Composer Matt McBane has been fearless as founder and director of the Carlsbad Music Festival. Over the course of 10 years, he’s presented “Adventurous Music by the Beach,” and against all odds, he has prevailed.
But few things McBane has done over his 10 years have been as courageous as unleashing Claire Chase in this year’s festival, which included the remarkable flutist performing Friday as part of the Village Music Walk and Saturday in a solo and electronics concert at the Carlsbad Village Theatre, which also hosted performances by the Calder Quartet and Roomful of Teeth.
Chase will also play Sunday with percussionist Steve Schick at the Village Theatre.
Much of the new work McBane has presented has been relatively palatable, including his own music.
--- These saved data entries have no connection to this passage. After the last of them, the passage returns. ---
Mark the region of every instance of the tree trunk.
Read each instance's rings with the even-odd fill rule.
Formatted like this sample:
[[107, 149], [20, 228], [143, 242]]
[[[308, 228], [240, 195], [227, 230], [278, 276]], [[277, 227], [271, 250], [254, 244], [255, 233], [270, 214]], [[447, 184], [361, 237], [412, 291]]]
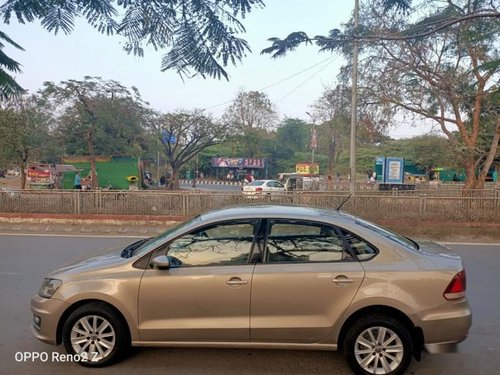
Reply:
[[170, 179], [170, 183], [168, 185], [170, 190], [179, 190], [180, 189], [180, 183], [179, 183], [179, 169], [177, 166], [170, 165], [172, 167], [172, 177]]
[[26, 163], [21, 161], [21, 190], [26, 189]]
[[90, 155], [90, 175], [92, 177], [92, 190], [96, 190], [99, 184], [97, 181], [97, 173], [95, 167], [94, 137], [92, 129], [89, 129], [89, 131], [87, 132], [87, 146]]
[[333, 190], [333, 179], [335, 177], [335, 151], [337, 149], [337, 142], [335, 137], [332, 136], [330, 144], [328, 145], [328, 179], [327, 190]]
[[491, 165], [495, 160], [495, 155], [497, 154], [499, 142], [500, 142], [500, 117], [497, 118], [495, 126], [495, 134], [493, 135], [493, 139], [491, 140], [490, 151], [488, 152], [488, 156], [486, 157], [484, 165], [479, 172], [475, 187], [476, 189], [484, 189], [484, 182], [491, 168]]
[[474, 166], [474, 154], [471, 151], [466, 151], [465, 155], [465, 176], [464, 190], [475, 189], [477, 183], [476, 168]]

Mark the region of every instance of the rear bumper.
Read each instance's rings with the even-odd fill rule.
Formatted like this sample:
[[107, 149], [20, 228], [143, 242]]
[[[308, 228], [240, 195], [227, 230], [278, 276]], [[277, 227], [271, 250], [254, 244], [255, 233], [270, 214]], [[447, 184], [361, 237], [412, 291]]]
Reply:
[[434, 344], [425, 344], [424, 348], [432, 354], [441, 353], [456, 353], [458, 351], [458, 343], [456, 342], [441, 342]]
[[418, 326], [424, 335], [424, 346], [431, 353], [449, 353], [467, 338], [472, 312], [467, 300], [453, 302], [448, 309], [430, 313]]

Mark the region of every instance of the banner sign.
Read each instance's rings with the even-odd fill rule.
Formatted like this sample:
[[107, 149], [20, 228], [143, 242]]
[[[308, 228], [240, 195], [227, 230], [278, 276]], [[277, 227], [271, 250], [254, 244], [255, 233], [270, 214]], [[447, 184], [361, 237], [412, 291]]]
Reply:
[[385, 165], [385, 183], [389, 184], [402, 184], [404, 181], [403, 158], [386, 158]]
[[26, 171], [26, 181], [32, 183], [52, 183], [52, 173], [50, 169], [31, 166]]
[[215, 168], [265, 168], [266, 159], [262, 158], [212, 158], [212, 165]]
[[295, 164], [295, 173], [299, 174], [319, 174], [319, 164], [299, 163]]

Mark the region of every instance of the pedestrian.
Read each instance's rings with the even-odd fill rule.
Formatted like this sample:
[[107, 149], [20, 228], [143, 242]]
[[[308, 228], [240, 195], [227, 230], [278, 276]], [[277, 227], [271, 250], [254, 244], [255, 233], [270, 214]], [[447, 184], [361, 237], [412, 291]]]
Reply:
[[77, 171], [75, 174], [75, 183], [74, 183], [74, 188], [77, 190], [82, 190], [82, 180], [80, 177], [80, 171]]

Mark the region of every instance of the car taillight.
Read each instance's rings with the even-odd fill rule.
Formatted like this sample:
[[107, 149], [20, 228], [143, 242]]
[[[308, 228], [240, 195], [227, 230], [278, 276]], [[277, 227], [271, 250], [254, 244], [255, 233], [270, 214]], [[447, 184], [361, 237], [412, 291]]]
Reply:
[[261, 187], [255, 188], [255, 191], [258, 191], [259, 193], [262, 191]]
[[447, 300], [459, 299], [465, 296], [465, 289], [467, 287], [467, 278], [465, 276], [465, 270], [460, 271], [446, 287], [443, 297]]

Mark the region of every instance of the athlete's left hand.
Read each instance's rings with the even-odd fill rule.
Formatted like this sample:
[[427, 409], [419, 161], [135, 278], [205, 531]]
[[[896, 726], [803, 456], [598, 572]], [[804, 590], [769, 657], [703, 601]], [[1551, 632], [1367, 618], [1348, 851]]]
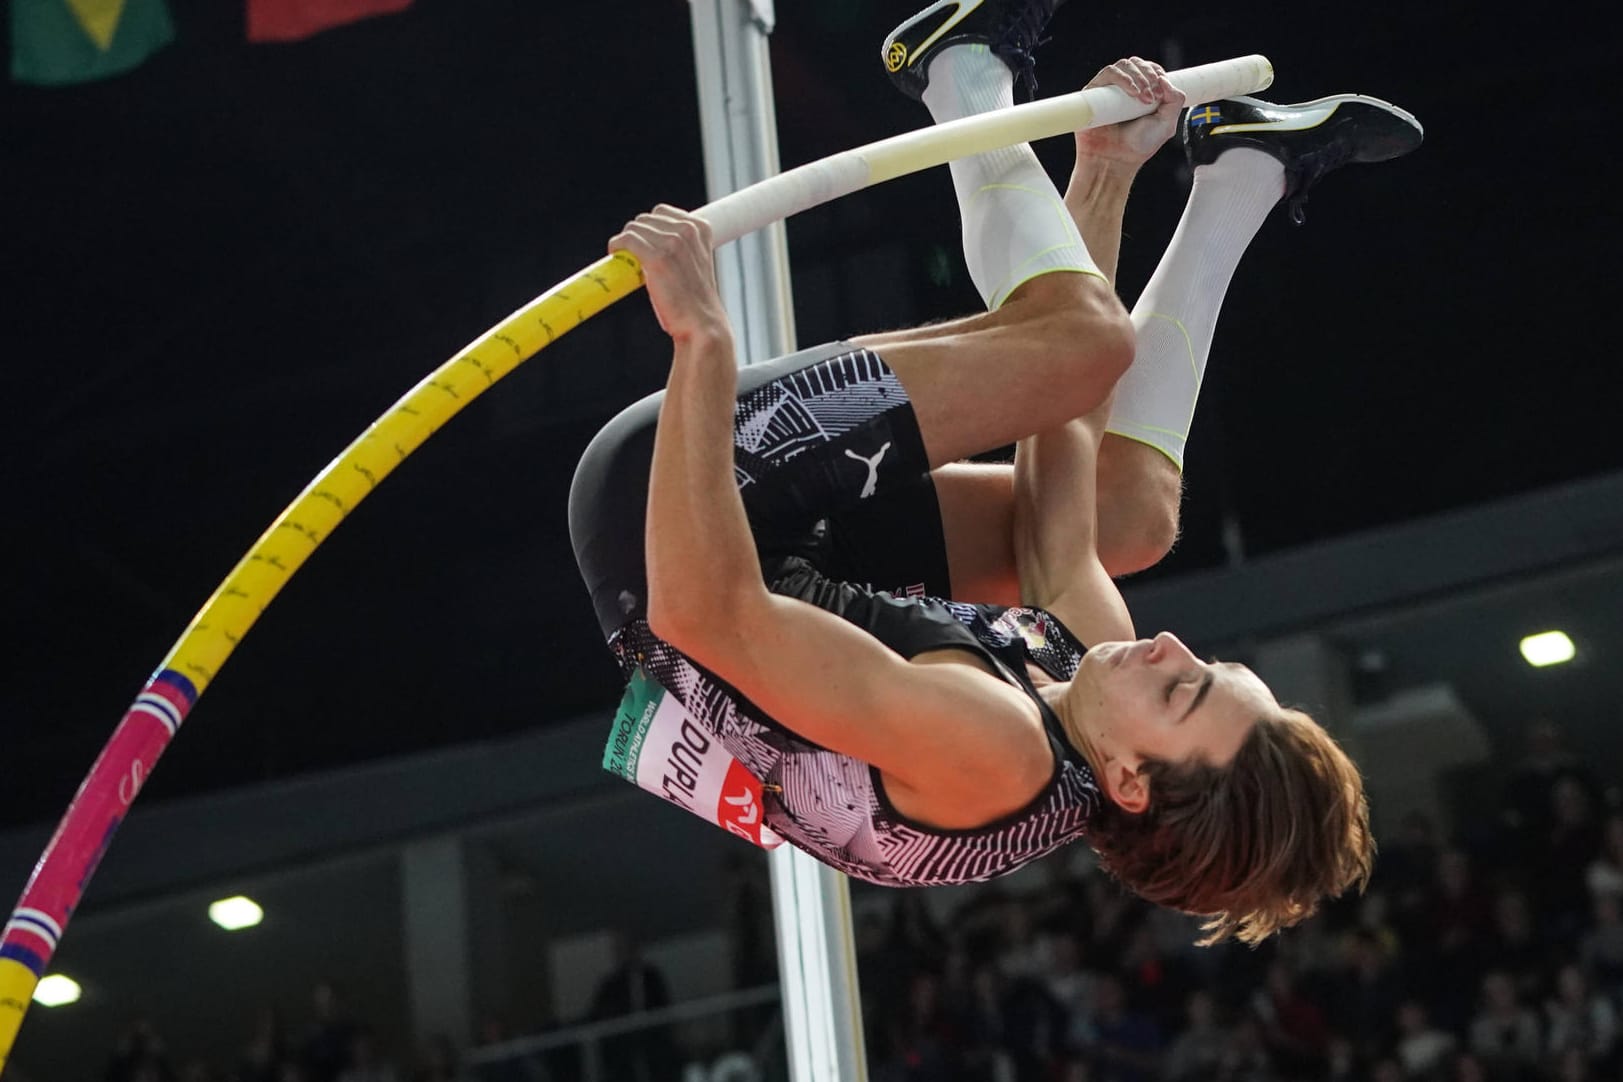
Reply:
[[661, 203], [627, 222], [609, 240], [609, 251], [637, 257], [654, 315], [671, 338], [730, 333], [716, 288], [710, 225], [702, 218]]
[[1076, 133], [1078, 157], [1089, 157], [1137, 169], [1154, 156], [1178, 130], [1183, 92], [1167, 81], [1166, 69], [1151, 60], [1130, 56], [1095, 75], [1088, 87], [1115, 86], [1153, 104], [1153, 113], [1122, 124], [1086, 128]]

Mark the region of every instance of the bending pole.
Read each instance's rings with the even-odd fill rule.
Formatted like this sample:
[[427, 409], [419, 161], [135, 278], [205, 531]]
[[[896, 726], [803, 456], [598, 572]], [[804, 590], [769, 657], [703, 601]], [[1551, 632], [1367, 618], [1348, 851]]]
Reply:
[[[1273, 81], [1261, 56], [1171, 72], [1191, 105]], [[1130, 120], [1149, 112], [1115, 87], [1080, 90], [894, 136], [753, 184], [701, 208], [717, 245], [831, 199], [955, 158]], [[605, 256], [547, 290], [435, 369], [300, 493], [203, 605], [113, 730], [34, 866], [0, 934], [0, 1071], [34, 988], [85, 885], [158, 757], [198, 696], [293, 573], [382, 480], [439, 427], [560, 335], [635, 292], [636, 260]]]

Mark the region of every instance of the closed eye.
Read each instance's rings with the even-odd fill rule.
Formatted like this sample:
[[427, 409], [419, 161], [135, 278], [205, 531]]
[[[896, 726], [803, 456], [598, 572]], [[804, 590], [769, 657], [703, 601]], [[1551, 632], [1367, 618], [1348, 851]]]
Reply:
[[1176, 680], [1169, 681], [1167, 683], [1166, 692], [1161, 697], [1164, 700], [1166, 700], [1167, 702], [1170, 703], [1172, 701], [1172, 696], [1174, 696], [1174, 695], [1176, 695], [1178, 693], [1179, 688], [1187, 687], [1190, 684], [1194, 684], [1194, 683], [1198, 683], [1198, 682], [1199, 682], [1198, 680], [1196, 680], [1194, 678], [1191, 678], [1191, 677], [1179, 677]]
[[1201, 678], [1200, 690], [1196, 691], [1194, 698], [1189, 700], [1189, 706], [1184, 710], [1183, 716], [1178, 719], [1178, 724], [1181, 725], [1185, 721], [1189, 720], [1189, 715], [1193, 714], [1195, 712], [1195, 709], [1197, 707], [1199, 707], [1201, 703], [1206, 701], [1206, 693], [1208, 691], [1211, 691], [1211, 690], [1212, 690], [1212, 670], [1207, 669], [1206, 670], [1206, 675]]

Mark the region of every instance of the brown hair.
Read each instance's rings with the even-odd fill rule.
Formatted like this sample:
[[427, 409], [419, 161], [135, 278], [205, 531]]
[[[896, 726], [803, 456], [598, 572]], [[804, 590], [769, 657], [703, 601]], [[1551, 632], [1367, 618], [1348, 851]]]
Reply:
[[1257, 719], [1226, 766], [1146, 760], [1150, 804], [1106, 800], [1088, 841], [1106, 871], [1157, 905], [1209, 918], [1201, 946], [1255, 945], [1369, 881], [1363, 778], [1306, 714]]

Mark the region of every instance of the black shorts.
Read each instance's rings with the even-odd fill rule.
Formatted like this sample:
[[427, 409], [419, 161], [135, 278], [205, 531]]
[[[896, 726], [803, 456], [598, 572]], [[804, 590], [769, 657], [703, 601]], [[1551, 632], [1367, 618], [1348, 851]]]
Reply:
[[[610, 640], [647, 615], [643, 526], [663, 398], [649, 395], [605, 425], [569, 492], [575, 561]], [[799, 557], [840, 581], [950, 596], [924, 441], [878, 354], [836, 342], [742, 369], [733, 445], [769, 584], [783, 560]]]

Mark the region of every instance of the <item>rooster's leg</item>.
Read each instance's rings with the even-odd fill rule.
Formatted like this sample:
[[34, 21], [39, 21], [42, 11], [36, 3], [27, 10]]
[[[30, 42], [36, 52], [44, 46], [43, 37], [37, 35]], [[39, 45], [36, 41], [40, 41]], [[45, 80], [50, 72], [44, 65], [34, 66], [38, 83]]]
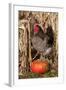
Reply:
[[41, 59], [41, 60], [45, 60], [45, 55], [44, 55], [44, 53], [41, 53], [40, 59]]
[[36, 55], [33, 57], [33, 60], [37, 57], [38, 54], [39, 54], [39, 52], [37, 51]]

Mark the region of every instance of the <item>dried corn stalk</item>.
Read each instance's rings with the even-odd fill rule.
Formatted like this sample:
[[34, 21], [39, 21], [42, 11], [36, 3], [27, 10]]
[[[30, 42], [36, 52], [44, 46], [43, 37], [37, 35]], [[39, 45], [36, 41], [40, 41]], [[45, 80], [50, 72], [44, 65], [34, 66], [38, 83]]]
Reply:
[[[28, 32], [28, 33], [27, 33]], [[29, 35], [29, 36], [28, 36]], [[19, 54], [20, 59], [20, 72], [25, 73], [28, 71], [28, 64], [31, 62], [31, 41], [30, 41], [30, 24], [27, 20], [19, 22]]]

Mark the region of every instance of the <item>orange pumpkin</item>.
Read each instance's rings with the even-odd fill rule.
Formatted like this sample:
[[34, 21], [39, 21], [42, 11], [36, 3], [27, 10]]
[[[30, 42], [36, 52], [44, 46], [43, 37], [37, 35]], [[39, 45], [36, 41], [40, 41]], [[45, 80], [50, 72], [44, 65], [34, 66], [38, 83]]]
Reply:
[[45, 73], [48, 71], [48, 61], [35, 60], [31, 63], [30, 69], [34, 73]]

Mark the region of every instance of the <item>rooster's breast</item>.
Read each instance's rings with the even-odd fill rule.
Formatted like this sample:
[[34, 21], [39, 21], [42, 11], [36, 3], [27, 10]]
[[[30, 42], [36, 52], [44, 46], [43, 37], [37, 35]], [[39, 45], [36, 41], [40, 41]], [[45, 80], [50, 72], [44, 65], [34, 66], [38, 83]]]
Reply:
[[39, 36], [34, 36], [32, 38], [32, 45], [37, 51], [44, 52], [46, 47], [46, 39], [42, 40]]

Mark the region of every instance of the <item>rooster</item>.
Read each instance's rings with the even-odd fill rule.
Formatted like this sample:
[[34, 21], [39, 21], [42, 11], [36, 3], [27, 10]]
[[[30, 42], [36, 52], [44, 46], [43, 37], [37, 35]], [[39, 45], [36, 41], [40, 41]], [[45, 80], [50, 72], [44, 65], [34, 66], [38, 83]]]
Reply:
[[[33, 60], [39, 59], [42, 55], [49, 55], [52, 52], [54, 43], [54, 33], [51, 25], [43, 31], [43, 28], [39, 24], [34, 25], [34, 35], [32, 37], [32, 46], [34, 54]], [[32, 51], [32, 52], [33, 52]]]

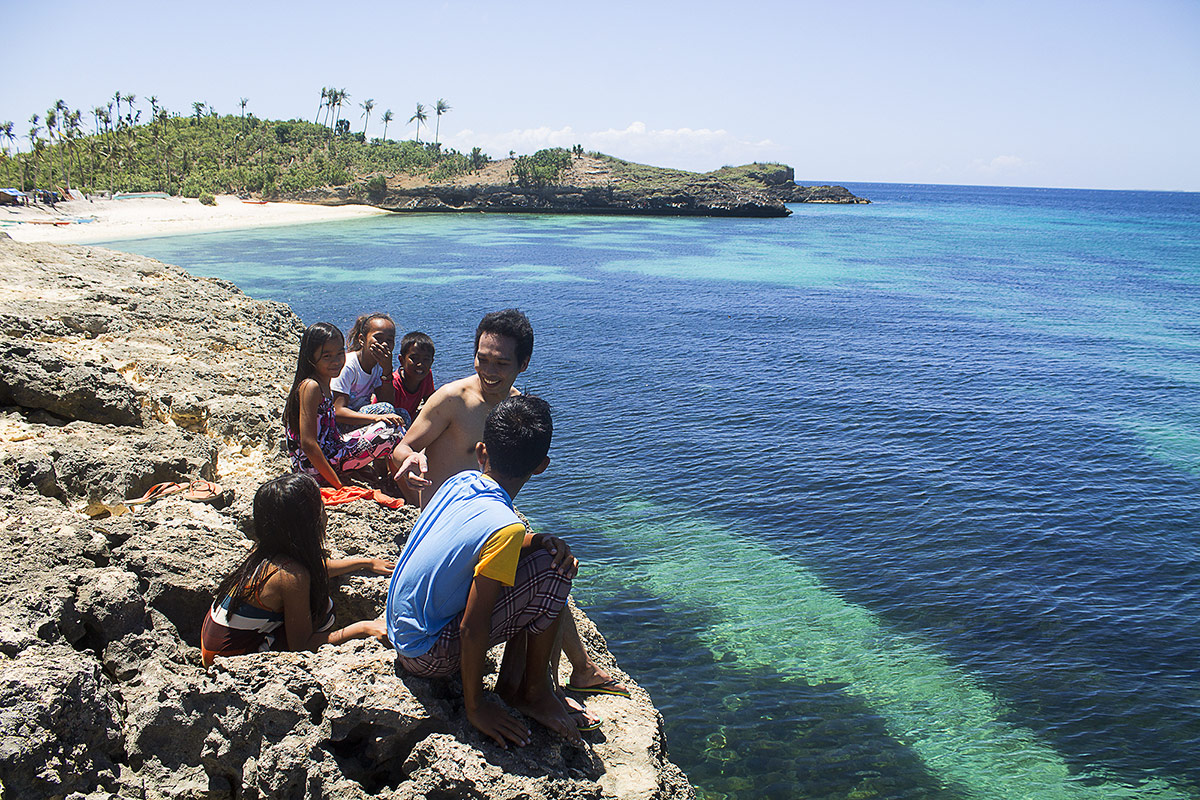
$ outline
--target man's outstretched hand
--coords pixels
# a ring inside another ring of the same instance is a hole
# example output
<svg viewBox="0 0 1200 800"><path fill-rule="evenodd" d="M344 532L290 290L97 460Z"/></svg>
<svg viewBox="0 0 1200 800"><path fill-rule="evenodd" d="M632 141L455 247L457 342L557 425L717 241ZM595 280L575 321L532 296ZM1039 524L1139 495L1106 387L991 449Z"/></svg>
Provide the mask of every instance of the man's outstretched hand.
<svg viewBox="0 0 1200 800"><path fill-rule="evenodd" d="M425 477L425 473L427 472L429 472L429 460L425 458L425 454L413 453L400 462L400 469L396 470L396 474L392 476L392 480L399 483L400 478L403 477L409 487L413 489L427 489L433 485L433 481Z"/></svg>

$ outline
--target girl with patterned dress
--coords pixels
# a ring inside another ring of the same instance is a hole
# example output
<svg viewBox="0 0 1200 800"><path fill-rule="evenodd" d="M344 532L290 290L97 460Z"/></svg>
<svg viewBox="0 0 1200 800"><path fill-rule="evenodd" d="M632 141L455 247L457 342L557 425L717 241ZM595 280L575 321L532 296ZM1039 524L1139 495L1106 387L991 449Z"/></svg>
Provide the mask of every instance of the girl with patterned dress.
<svg viewBox="0 0 1200 800"><path fill-rule="evenodd" d="M403 466L392 453L404 438L403 427L381 420L346 433L338 430L330 381L345 363L345 339L337 326L310 325L300 339L296 377L283 410L292 466L335 489L343 488L338 473L376 459L388 459L392 474Z"/></svg>

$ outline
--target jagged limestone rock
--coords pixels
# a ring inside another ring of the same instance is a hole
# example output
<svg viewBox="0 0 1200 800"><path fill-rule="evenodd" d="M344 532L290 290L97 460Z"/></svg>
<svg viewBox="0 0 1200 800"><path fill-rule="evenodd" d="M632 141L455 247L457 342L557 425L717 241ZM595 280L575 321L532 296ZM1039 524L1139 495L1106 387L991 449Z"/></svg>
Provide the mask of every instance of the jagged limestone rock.
<svg viewBox="0 0 1200 800"><path fill-rule="evenodd" d="M0 238L0 272L6 346L123 382L130 394L113 396L136 397L140 421L73 418L80 406L20 388L0 408L0 797L694 797L649 697L577 611L594 657L634 692L589 701L605 723L582 749L534 725L533 744L501 750L466 722L456 681L407 676L375 641L206 670L211 593L250 548L258 485L288 469L279 412L299 319L100 248ZM123 505L196 477L233 501ZM327 544L394 559L415 518L335 507ZM339 621L381 613L386 589L380 576L335 579Z"/></svg>

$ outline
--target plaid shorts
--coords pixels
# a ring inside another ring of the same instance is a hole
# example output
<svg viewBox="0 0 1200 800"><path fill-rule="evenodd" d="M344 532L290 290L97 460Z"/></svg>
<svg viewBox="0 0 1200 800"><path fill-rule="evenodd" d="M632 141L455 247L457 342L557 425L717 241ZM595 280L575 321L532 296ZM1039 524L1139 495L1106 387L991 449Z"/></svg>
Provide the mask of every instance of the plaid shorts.
<svg viewBox="0 0 1200 800"><path fill-rule="evenodd" d="M521 556L513 585L500 591L492 610L488 647L507 642L522 631L541 633L558 618L571 593L571 579L563 577L553 563L554 557L540 547ZM421 678L457 672L462 660L462 644L458 638L462 618L460 613L442 628L429 652L416 658L397 655L400 666Z"/></svg>

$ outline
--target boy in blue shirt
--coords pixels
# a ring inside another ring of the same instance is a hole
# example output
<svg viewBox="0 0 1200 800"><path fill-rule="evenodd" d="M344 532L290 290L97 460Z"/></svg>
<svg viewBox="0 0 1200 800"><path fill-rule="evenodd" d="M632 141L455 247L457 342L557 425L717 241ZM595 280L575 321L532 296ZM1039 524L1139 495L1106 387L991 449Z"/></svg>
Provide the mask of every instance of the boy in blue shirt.
<svg viewBox="0 0 1200 800"><path fill-rule="evenodd" d="M413 526L388 587L388 638L400 665L422 677L462 672L467 719L501 747L529 728L484 696L489 647L507 642L496 691L571 741L579 731L554 693L550 657L578 561L563 540L532 534L513 498L550 464L550 406L502 401L475 446L480 470L448 479Z"/></svg>

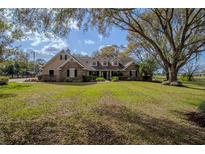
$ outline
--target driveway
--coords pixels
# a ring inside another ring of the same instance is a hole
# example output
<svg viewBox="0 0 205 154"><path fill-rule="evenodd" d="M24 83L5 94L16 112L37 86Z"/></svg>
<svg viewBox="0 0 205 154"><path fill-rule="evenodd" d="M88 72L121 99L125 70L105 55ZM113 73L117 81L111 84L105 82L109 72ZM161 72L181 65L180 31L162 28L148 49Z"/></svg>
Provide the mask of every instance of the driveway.
<svg viewBox="0 0 205 154"><path fill-rule="evenodd" d="M24 82L29 78L18 78L18 79L9 79L9 82Z"/></svg>

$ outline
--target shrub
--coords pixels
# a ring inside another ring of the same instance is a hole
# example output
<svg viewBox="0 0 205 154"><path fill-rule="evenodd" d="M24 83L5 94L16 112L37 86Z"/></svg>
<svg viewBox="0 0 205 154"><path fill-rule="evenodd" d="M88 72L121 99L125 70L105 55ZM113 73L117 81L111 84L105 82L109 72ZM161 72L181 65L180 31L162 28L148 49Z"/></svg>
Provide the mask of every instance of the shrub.
<svg viewBox="0 0 205 154"><path fill-rule="evenodd" d="M199 110L203 113L205 113L205 102L202 102L200 105L199 105Z"/></svg>
<svg viewBox="0 0 205 154"><path fill-rule="evenodd" d="M95 78L94 76L83 76L83 82L91 82L91 81L95 81Z"/></svg>
<svg viewBox="0 0 205 154"><path fill-rule="evenodd" d="M6 85L9 82L9 78L8 77L0 77L0 85Z"/></svg>
<svg viewBox="0 0 205 154"><path fill-rule="evenodd" d="M119 81L119 77L118 76L113 76L112 81Z"/></svg>
<svg viewBox="0 0 205 154"><path fill-rule="evenodd" d="M162 84L163 85L170 85L170 82L169 81L163 81Z"/></svg>
<svg viewBox="0 0 205 154"><path fill-rule="evenodd" d="M38 75L37 78L38 78L39 81L42 81L43 80L43 75Z"/></svg>
<svg viewBox="0 0 205 154"><path fill-rule="evenodd" d="M95 80L96 80L96 81L105 81L105 78L103 78L103 77L97 77Z"/></svg>
<svg viewBox="0 0 205 154"><path fill-rule="evenodd" d="M182 75L180 76L180 80L181 80L181 81L188 81L188 76L187 76L186 74L182 74Z"/></svg>

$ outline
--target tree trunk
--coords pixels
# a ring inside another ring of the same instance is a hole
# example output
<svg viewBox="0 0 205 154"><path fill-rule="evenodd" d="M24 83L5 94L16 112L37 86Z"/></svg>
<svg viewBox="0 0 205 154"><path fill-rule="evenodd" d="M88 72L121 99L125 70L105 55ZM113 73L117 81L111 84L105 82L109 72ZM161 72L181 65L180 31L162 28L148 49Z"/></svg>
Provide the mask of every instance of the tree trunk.
<svg viewBox="0 0 205 154"><path fill-rule="evenodd" d="M169 70L168 67L164 66L164 73L166 75L166 81L169 81Z"/></svg>
<svg viewBox="0 0 205 154"><path fill-rule="evenodd" d="M192 81L192 75L188 75L188 81Z"/></svg>
<svg viewBox="0 0 205 154"><path fill-rule="evenodd" d="M170 68L168 68L169 71L169 82L177 82L177 73L178 70L174 67L171 66Z"/></svg>
<svg viewBox="0 0 205 154"><path fill-rule="evenodd" d="M169 80L169 72L166 72L166 81Z"/></svg>

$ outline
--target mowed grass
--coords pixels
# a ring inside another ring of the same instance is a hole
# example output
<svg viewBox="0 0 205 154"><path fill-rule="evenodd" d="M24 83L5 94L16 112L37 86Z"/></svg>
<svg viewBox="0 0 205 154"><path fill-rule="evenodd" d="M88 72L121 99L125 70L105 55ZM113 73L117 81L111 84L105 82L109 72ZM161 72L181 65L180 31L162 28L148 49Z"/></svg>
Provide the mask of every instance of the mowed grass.
<svg viewBox="0 0 205 154"><path fill-rule="evenodd" d="M186 113L204 83L10 83L0 87L0 144L205 144Z"/></svg>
Saturday, the Calder Quartet performed McBane’s evocative “Ghost in the Machine, Part 1,” on a program that also included selections from Pulitzer Prize winner-Caroline Shaw’s poignant and undeniably affecting “By and By,” Steven Mackey’s energetic “Physical Property” and Bartok’s String Quartet No. 3.
Although the program was fresh and engaging, it didn’t demand all that much from the listeners (aside from the Bartok), and it was relatively easy on the ears.
Chase’s program, however, asked a lot. Comprised of pieces on her upcoming, third solo album, “Density,” it was an abbreviated, 60-minute version of a 75-program she’ll play in Chicago later this month and New York next month marking the album’s release.
Performed without interruption with the assistance of sound engineer Levy Lorenzo, it moves from layers upon layers of flutes in Steve Reich’s “Vermont Counterpoint” to the single flute in Varese’s “Density 21.5.”
in between are uncompromising works by Marcos Balter, and especially Mario Diaz de Leon and Alvin Lucier, whose “Almost New York” is about as demanding as new music gets. It is a series of prerecorded, sustained, “pure wave” tones that slowly change frequency.
Using five different types of flutes, Chase also played sustained tones that moved in and out of phase as the pitch of the “pure wave” tones changed. If it didn’t drive you crazy (or perhaps after it did), you could appreciate the sound for its own sake. There was no narrative, no development, no melody, no rhythm; just pure sound.
Chase, who won a MacArthur Foundation “genius” grant and as importantly, grew up and studied in nearby Leucadia, played brilliantly.
Equally skillful, Roomful of Teeth was more typical of the festival’s usual fare. The New York-based, eight member vocal ensemble, which includes Shaw among its members, is innovative, imaginative, entertaining, surprising and ingratiating.
Where Chase performed her album, she never said a word (you’d have to check the International Contemporary Ensemble website to get the context; the program didn’t mention it either). Roomful of Teeth also sang works they had recorded but they made several mentions of their album, the final one mentioning it was on sale in the lobby. Now that’s genius.